何明风见天色已晚,奔波一日众人身心俱疲,便顺势应允。

带着陆瞻等人前往官府预备的别院宴席稍作歇息。

本以为只是一场寻常的官面应酬、清茶淡饭,可踏入别院厅堂的一刻,二人便察觉了其中的刻意铺张。

庭中灯火高悬,亮如白昼,案上珍馐罗列、美酒盈樽,瓜果点心精致齐备。

处处透着奢靡精致,全然不像地方官口中的“薄宴”。

宴席初时,一众官吏轮番上前敬酒、客套寒暄,言辞谦卑、恭维不断。

句句都是称颂钦差贤明、体恤地方的场面话。

厅堂气氛热闹规整,看似无伤大雅。

酒过数巡,气氛渐热,知州轻轻抬手一拍,院外丝竹之声缓缓响起,曲调柔婉缠绵,温柔入骨。
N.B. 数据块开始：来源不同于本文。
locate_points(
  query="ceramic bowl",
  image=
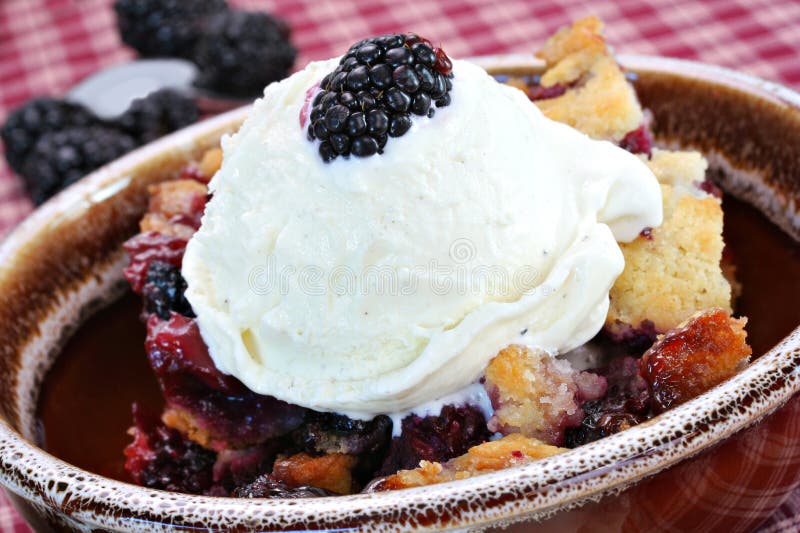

紧接着,十数名身着轻薄舞裙、妆容精致的舞姬缓步入场。

她们身姿轻盈,随曲起舞,眉眼含情,体态柔媚。

这便是定州官吏暗自备好的后手。

官场迎送,钱财不敢妄动、权责不敢妄触。

便惯用风月温柔手段试探人心。

只要钦差稍有沉溺、稍有松动,他们便拿捏住把柄。

日后诸多弊事便可从容遮掩、暗中周旋。

舞姬身姿曼妙,舞步流转,时不时借着舞姿回旋,缓缓靠近主座。

眉目婉转,刻意送出温柔姿态。

分寸拿捏得看似规矩,实则处处带着撩拨试探之意。

主位之上的何明风端坐不动,神色淡然自若。

灯火映在他眼底,波澜不惊。

眼前柔婉舞姿、风月声色,于他而言不过是寻常应酬俗套,掀不起半分涟漪。

他举杯浅饮,神色从容,目光看似落在庭中舞乐。

实则默默观察着下方一众官吏的神色动静,心底已然生出几分警惕。

可身侧的陆瞻,却是全然另一番模样。

他出身清流翰苑,自幼恪守礼教、潜心诗书。

素来端正自持、洁身自好,从未置身这般风月艳舞的场面。

眼见一众舞姬身姿柔媚、步步近前,衣袂翩跹之间尽是温柔情态。

陆瞻浑身都透着不自在。

起初陆瞻尚且强行端坐、目视前方、刻意自持,试图恪守斯文仪态。

可随着舞姬频频旋身靠近,柔婉曲调萦绕耳畔。

陆瞻耳根瞬间唰地红透,一路蔓延至脖颈,白皙的肤色衬得那抹绯红格外显眼。

他双手悄悄放在膝上,指尖微微收紧,身体僵硬挺直,连呼吸都下意识放轻。

整个人坐得笔直,如同被钉在座椅上一般。

眼底满是局促与窘迫,心底更是连连暗叹,这般场面实在有辱斯文。

他悄悄侧眸看向身侧的何明风,见对方神色平静、从容淡定,不见半分异动、半分局促.

仿佛眼前靡靡之音、柔艳舞姿皆是寻常草木风景。

陆瞻心底不由得生出几分纳闷。

他素来知晓何明风沉稳有度、心性坚定。

却未曾想,面对这般温柔风月试探,竟能淡然至此,毫无波澜。

对比自己耳根滚烫、手足无措的窘迫模样,一时间越发拘谨。

不敢再随意侧目,只能死死盯着案上杯盏,目不斜视。

整场宴席,陆瞻如坐针毡、度日如年,每一刻都觉得备受煎熬。